Однажды на вопросы Гуго Бернар ответил: «Поднимемся же над солнцем, и пусть наш разговор состоится на небесах». Он сказал это так просто, как если бы предлагал пройти к нему в келью. Гуго понял, что только этот человек может стать настоящим духовным отцом монашеского братства рыцарей.

Вскоре в Клерво подтянулись Роланд, Гундомар, Готфрид и Андре де Монбар. Теперь ждали только де Сент-Омера, которого, когда он прибудет из Фландрии, должны были из Сито направить сюда. Жоффруа де Сент-Омер прибыл в сопровождении друзей — Пейна де Мондилье и Аршамбо де Сент-Амана.
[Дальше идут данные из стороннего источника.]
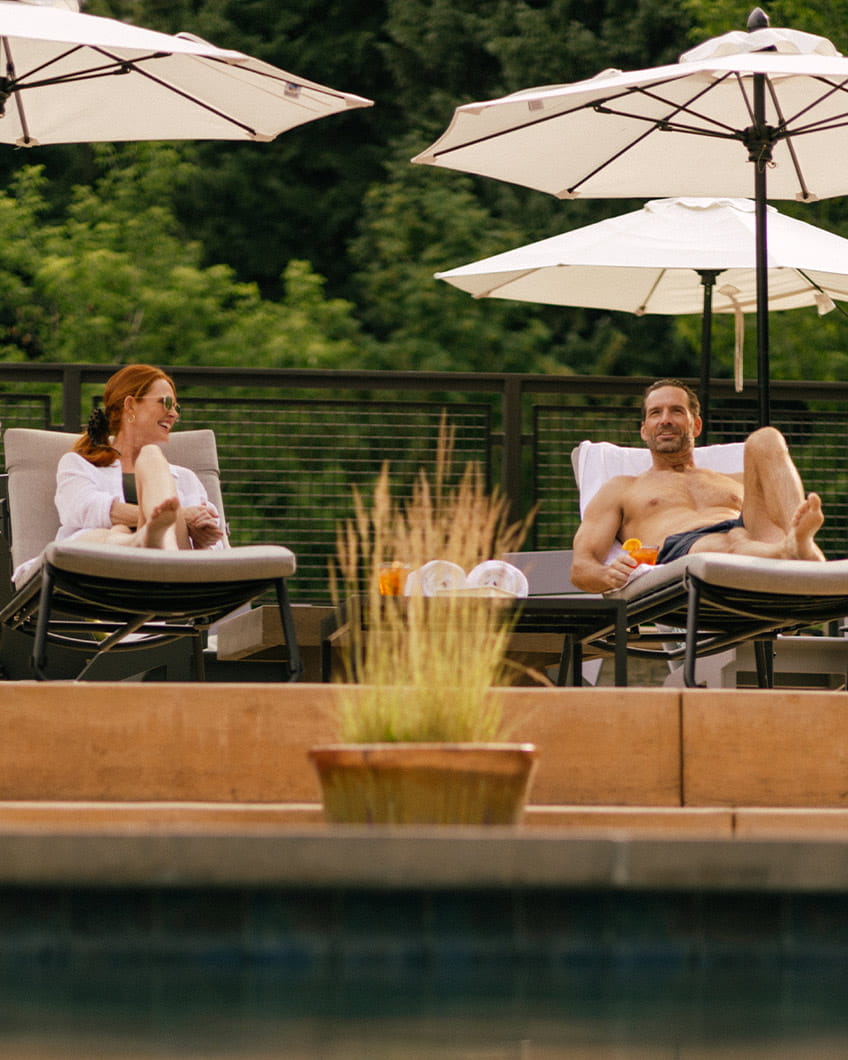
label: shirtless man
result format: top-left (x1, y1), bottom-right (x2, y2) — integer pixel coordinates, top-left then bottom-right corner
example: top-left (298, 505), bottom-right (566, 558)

То самое важное, ради чего они здесь собрались, совершилось быстро и просто. Аббат Бернар полностью поддержал идею рыцарско-монашеского братства. Когда Гуго спросил его, на кого из сеньоров Святой земли ему опираться, аббат просто ответил:

— Держитесь Балдуина дю Бурга.

— Я люблю этого возвышенного человека и хорошо с ним знаком, но дю Бург — граф Эдессы, а это очень далеко от Иерусалима.

— Я сказал, а ты слышал, — при этих словах отец Бернар смотрел куда-то в сторону, словно беседовал не с Гуго, а с кем-то невидимым.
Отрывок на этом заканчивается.